2. Process and Replace a Single Link

The process_link function below takes in 3 arguments.

  • $link_replace = Link replacement array of the form -
  • array( 'www.shibashake.com' => 'shibashake.com',
           'wp-content/uploads' => 'files' )
    

    This will replace www.shibashake.com with shibashake.com and wp-content/uploads with files.

  • $link_html = The full link HTML code.
  • $tag_array = Array of link tags as returned by the _get_html_links and _get_image_links functions in step 1.
function process_link($link_replace, $link_html, $tag_array) {
        global $tmp_post_content, $has_new_content;
	if (!count($tag_array[1]) || !count($tag_array[2])) return NULL;
	$link_attr = array_combine($tag_array[1], $tag_array[2]);
	$link_attr = array_change_key_case($link_attr);
		
	$link = isset($link_attr['src']) ? trim($link_attr['src'],"\"'") : trim($link_attr['href'],"\"'");			
	if (!$link) return NULL;

	// Replace link code here
	$new_html = $link_html;
	foreach ($link_replace as $key => $value) {
		if (strpos($link, $key) !== FALSE) {
			$new_html = str_replace($key, $value, $new_html);
		}
	}

	if ($new_html != $link_html) {
		$tmp_post_content = str_replace($link_html, $new_html, $tmp_post_content);
		$has_new_content = TRUE;					
	}
	return $new_html;
}

Lines 3-5 – Create an associative array of the link tags and values obtained in step 1. For example –

Array (   ['src'] => "http://shibashake.com/test-site/wp-content/uploads/2010/07/Music_Singer_Footer7-280x93.jpg",
          ['alt'] => "",
          ['title'] => "Music_Singer_Footer7",
          ['width'] => "280",
          ['height'] => "93" )

Lines 7 – Trim quotation marks from the link (src or href).
Lines 8 – If there is no link entry in the array of tags then return from the link replacement function.
Lines 11-16 – Create a new link by replacing elements of our current link with their corresponding values in our replacement array ($link_replace).
Lines 18-21 -Replace our old link with our newly created link in a temporary post content area ($tmp_post_content). This global variable will be used to store all the link changes for a given post. Once all the links within a post has been replaced, we can update the current post content with $tmp_post_content.
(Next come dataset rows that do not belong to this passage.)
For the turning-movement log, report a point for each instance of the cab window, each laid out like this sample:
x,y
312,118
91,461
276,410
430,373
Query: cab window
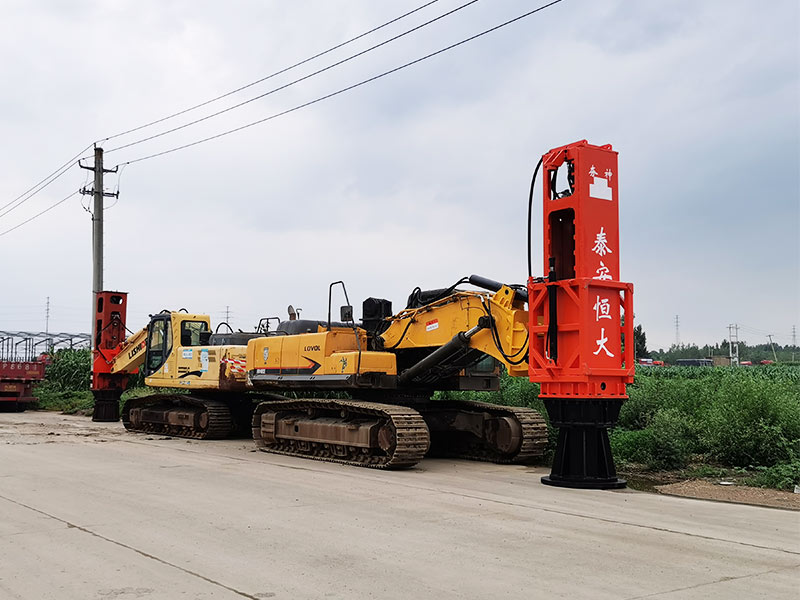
x,y
190,332
159,344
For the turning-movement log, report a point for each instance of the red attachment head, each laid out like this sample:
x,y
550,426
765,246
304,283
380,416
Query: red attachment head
x,y
110,314
576,318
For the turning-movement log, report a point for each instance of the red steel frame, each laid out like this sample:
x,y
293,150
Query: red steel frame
x,y
581,234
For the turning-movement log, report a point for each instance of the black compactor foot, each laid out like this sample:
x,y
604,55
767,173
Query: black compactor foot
x,y
583,458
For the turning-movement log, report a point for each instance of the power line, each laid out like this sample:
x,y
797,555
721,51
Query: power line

The global variable $has_new_content indicates whether the current post content has to be updated.

3. Process and Replace Multiple Links within a Single Post

The process_content_links function below takes in 3 arguments.

  • $post = Replace links for this post object.
  • $link_replace = Link replacement array.
  • $img_links = Indicates whether we want to process image links (TRUE) or HTML links (FALSE).
	
function process_content_links($post, $link_replace, $img_links=TRUE) {
       global $tmp_post_content, $has_new_content;
		
	$has_new_content = FALSE;
	$tmp_post_content = $post->post_content;
	// get links and link information
	if ($img_links)
		$links = _get_image_links($tmp_post_content);
	else
		$links = _get_content_links($tmp_post_content);
			
	// Go through each html tag 
	$result = array(); 
	foreach($links as $link_html => $tag_array) {
		$link_result = process_link($post, $link_replace, $link_html, $tag_array, $img_links);
		if ($link_result)
			$result[] = $link_result;
	} // end foreach 

	if ($has_new_content) {// update post content
		echo "<!-- {$post->post_title} - Updating post with new content -->";
		global $wpdb;
		// write post content DIRECTLY into database so that it does not go through regular filters which may remove iframes etc.
//		$wpdb->update( 	$wpdb->posts, array( 'post_content' => $tmp_post_content ), array('ID' => $post->ID), 
//				array('%s'), array('%d') );
	}			
	return $result;
}

Lines 4-5 – Initialize the global variables $tmp_post_content and $has_new_content. $tmp_post_content stores all link changes for a given post. $has_new_content indicates whether the current post content has to be updated with $tmp_post_content.
Lines 6-10 – Obtain links and link tags using the functions defined in step 1.
Lines 12-18 – Replace each link according to the elements in our replacement array ($link_replace). Here, we use the process_link function defined in step 2.
Lines 20-26 – Update the given post if its content has changed.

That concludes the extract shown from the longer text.